What's the Fed up To?


Given the bad economic news of late, many eyes have turned to the Fed as it seems to be the only institution left with the ability to act. Central Banks the world over have been stepping in: The Bank of England started a new round of Quantitative Easing[1], the European Central Bank, the Bank of Korea, the Central Bank of Brazil, and of China have lowered their target interest rates to ease lending[2]

Though it has not made big news, the Fed did recently act by embarking on a second installment of “Operation Twist” (OT). OT is a process where the Fed tries to twist the yield curve for government bonds to push down long term interest rates and push up short term interest rates (see out of date graph below). The Fed does this by selling its short term bonds and buying long term bonds, in this way the action puts no upward pressure on inflation. Basically, when one buys a bond they are purchasing the future stream of interest payments that bond will generate should the borrower not default, therefore, the higher the bond price the lower the real interest rate. Reducing long term interest rates is the more important goal because it will stimulate (in theory) capital investment and housing demand.
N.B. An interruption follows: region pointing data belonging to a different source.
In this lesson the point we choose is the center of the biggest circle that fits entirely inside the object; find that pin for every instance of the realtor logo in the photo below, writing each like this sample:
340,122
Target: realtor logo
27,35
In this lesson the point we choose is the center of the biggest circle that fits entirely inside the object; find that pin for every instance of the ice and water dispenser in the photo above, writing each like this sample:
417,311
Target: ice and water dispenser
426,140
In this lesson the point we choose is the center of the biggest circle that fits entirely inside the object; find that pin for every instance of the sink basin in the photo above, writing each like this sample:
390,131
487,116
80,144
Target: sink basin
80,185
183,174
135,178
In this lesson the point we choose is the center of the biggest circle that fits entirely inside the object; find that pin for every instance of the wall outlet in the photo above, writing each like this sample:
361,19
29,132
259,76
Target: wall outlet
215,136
But this additional action is more appearance that substance. The effectiveness of the practice in general is still highly debatable. The law of diminishing returns holds that each additional bond sold and bought by the Fed will have less and less of an effect, another round of OT will thus be less effective than the first (which hasn’t exactly fixed the economy). The Feds stock of short term bonds is not infinite and it would be very unwise to sell them all and reduce the diversity of bonds held. According to Macroeconomic Advisers (a consultancy I enjoy referencing), as the Fed sells off its short term bonds it will eventually need to sell off short term bonds of a longer maturity, decreasing its effectiveness further.

So why do it? The Fed has constantly been saying that if the economy slowed further it would take stimulative action. In fact they just yesterday teased at this prospect again. Given their statements, and the poor state of the economy when the first round of OT ended, doing nothing more would have the appearance of withdrawing stimulus. Put simply, the Fed has acted to keep people from noticing that it has not really acted. 
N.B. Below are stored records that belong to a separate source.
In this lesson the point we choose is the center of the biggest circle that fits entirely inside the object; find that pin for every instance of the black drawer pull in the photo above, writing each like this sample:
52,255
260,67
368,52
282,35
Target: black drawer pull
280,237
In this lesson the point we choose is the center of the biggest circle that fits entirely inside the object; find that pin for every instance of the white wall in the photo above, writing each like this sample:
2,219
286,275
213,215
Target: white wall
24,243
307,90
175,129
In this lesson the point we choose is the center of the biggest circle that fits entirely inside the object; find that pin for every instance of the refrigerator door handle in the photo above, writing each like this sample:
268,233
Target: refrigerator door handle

That being said I think the Fed is a great institution. If only other institutions, such as the FDA and EPA were as politically independent with as clear a mandate. 





1. Quantitative Easing is when the central bank buys financial assets from banks with money that the central bank "created" by adding it to their computers. It's printing money for the 21st century.

2. To be fair, England is already in a recession again, the interest rate targets for the Euro Area and Korea are higher than the target for the Fed even after their recent adjustments, and comparisons cannot be so easily made across developing and developed countries.